Free trade or not?: Negative list restricts MFN benefits, says commerce secretary

Mehmood says local industry to be protected.


Kashif Hussain November 22, 2011

KARACHI:


Secretary Commerce Zafar Mehmood has said in the presence of a negative trade list, India cannot be called a most-favoured nation (MFN) in practical terms.


Talking to the media at the Trade Development Authority’s office here on Tuesday, Mehmood said the negative list would be prepared in such a way that would provide protection to domestic industries which had reservations about the grant of MFN status to India.

He said the commerce ministry was holding consultations with the associations of industries and exporters and the negative list was being prepared in the light of fears and reservations expressed by the industry. “Draft of the negative list will be presented to the cabinet by February 2012,” he said.

According to Mehmood, the Generalised Agreement on Tariff and Trade (GATT) bound Pakistan to trade with all member countries without any discrimination. In addition to this, Pakistan as a member of the World Trade Organisation (WTO) is also responsible to provide equal trade opportunities to WTO members.

He recalled Pakistan had earlier given India the MFN status from 1947 to 1965 and this continued even during the Kashmir war. During this period, trade between the two countries continued through various land routes including two in Sindh.

For timber trade, the land route was in Punjab while there were also other routes.

He pointed out traders of the two countries had a trust deficit and confidence-building measures would take some time to play an effective role.

He said the MFN status was neither a title nor an award and it would not affect other issues between the two countries in any way. “Despite granting India the MFN status, we can talk about resolving all issues including Kashmir and Siachin,” he said.

He underscored the importance of media, saying it could play a vital role in overcoming psychological barriers hindering the two-way trade.

He said India could prove a big market for Pakistani products, but exporters should be aware of opportunities.

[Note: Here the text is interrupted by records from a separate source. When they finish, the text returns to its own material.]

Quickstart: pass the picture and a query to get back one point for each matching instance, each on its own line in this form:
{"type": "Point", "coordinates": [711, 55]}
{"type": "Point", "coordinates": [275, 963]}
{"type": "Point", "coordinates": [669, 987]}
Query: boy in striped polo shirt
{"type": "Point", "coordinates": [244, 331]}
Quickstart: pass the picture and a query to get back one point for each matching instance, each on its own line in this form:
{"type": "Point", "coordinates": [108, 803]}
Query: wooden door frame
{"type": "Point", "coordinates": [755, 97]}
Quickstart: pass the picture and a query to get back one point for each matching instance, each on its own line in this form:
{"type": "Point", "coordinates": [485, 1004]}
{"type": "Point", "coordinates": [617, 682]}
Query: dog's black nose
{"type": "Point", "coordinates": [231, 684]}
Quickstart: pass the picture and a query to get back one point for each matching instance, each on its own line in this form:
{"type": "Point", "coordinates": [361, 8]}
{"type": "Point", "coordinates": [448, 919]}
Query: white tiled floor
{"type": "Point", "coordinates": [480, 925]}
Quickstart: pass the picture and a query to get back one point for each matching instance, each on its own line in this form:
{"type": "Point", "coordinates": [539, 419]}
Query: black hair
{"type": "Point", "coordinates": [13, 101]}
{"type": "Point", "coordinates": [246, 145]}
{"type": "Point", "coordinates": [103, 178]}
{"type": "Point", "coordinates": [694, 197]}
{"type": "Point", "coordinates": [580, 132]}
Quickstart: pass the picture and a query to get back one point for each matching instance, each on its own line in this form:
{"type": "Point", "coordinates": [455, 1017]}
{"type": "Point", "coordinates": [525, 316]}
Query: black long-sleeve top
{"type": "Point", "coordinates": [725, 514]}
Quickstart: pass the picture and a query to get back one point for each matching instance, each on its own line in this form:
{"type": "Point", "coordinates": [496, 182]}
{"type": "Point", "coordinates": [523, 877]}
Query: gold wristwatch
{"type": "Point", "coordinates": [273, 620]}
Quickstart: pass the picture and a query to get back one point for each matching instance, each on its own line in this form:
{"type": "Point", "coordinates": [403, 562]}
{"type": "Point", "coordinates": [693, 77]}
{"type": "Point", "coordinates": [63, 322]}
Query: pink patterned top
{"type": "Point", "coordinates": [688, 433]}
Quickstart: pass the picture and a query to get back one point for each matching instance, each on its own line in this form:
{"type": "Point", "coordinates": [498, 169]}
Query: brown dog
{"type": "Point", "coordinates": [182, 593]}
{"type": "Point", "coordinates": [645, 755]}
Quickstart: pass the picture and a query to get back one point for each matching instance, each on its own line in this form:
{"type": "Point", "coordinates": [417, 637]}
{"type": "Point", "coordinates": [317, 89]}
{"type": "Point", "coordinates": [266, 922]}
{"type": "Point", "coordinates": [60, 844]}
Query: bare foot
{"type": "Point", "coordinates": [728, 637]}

The commerce ministry has prepared a programme for the exporters in which they will be informed about the potential of the Indian market, trade rules and regulations and quality and hygiene standards.

The Trade Development Authority will also hold seminars in the country’s big cities, where the industry will be briefed about competition with India, preparing them to compete well with industries of the neighbouring country.

Published in The Express Tribune, November 23rd, 2011.